The Hubert Lane plot leads to the Outlaws entering another neighbor's house and being subjected to social snobbery and being mistaken for the recipients of charitable aid themselves.

Fortune ultimately favors the Outlaws when they receive a substantial reward, which they unhesitatingly donate to the school fund to guarantee their social status.

=== Fireworks Strictly Prohibited ===
William and the Outlaws reach new pinnacles of amorality as, faced with a parental ban on the purchase of fireworks, they dupe the sister of a retired Colonel Masters into assisting them in the theft of her brother's fireworks. Although the Outlaws do not get to benefit directly from the theft, they find a transcendent reward in witnessing their parents brought low while hypocritically engaging in a spontaneous party with the fireworks, which they have in turn appropriated from the boys.

=== The Outlaws Fetch the Holly ===
The Outlaws commit wilful trespass, and William is mistaken for a visitor from space by a perhaps senile professor. William tries to avoid the trespass being exposed by conspiring with the professor's illness. Concurrent with these events is the story of the boys' failure to carry through on a commitment to support the local church by collecting decorative holly.

=== The Sentimental Widow ===
It is a story of an adult man's greed and emotional exploitation of a generous woman. William shows an instinctive attachment to a code of honor to repay favors and presence of mind in exposing a cynical Lothario. William is rewarded with a return to the status quo and the consumption of a "cookie boy."

=== William and the Prize Pig ===
In part a tale of the exploitation of animals in which William and the Outlaws feed cinders and sawdust to an overweight pig that is confined and overfed to win prizes at shows. William successfully rides the beast and, in so doing, gives the pig its first experience of freedom and activity.

To avoid retribution by the farmer, the Outlaw's set out to expose him as a former criminal and break into his home to steal a teapot, which, in fairness, they believe they are returning to its previous owner.

While carrying out a second burglary, William disturbs another, more serious burglar and locks him in an upstairs room (providing literary symmetry with the first tale in this collection).

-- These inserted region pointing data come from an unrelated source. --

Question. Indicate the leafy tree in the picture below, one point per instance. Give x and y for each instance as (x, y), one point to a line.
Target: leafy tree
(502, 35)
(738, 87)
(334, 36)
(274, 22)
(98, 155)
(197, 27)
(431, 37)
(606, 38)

William's emotionally detached father, who doesn't participate in his child's life, other than to exert erratic and ineffectual behavioral correction, feels obliged to honor what he regards as an ill-judged promise to take William to a pantomime in town when he would far rather be playing golf. William has also learned to be emotionally detached from his family and welcomes the event only for the purpose of receiving five shillings from an aunt that they will visit on the same day. He and the Outlaws have a communist philosophy and hold all pocket money in common.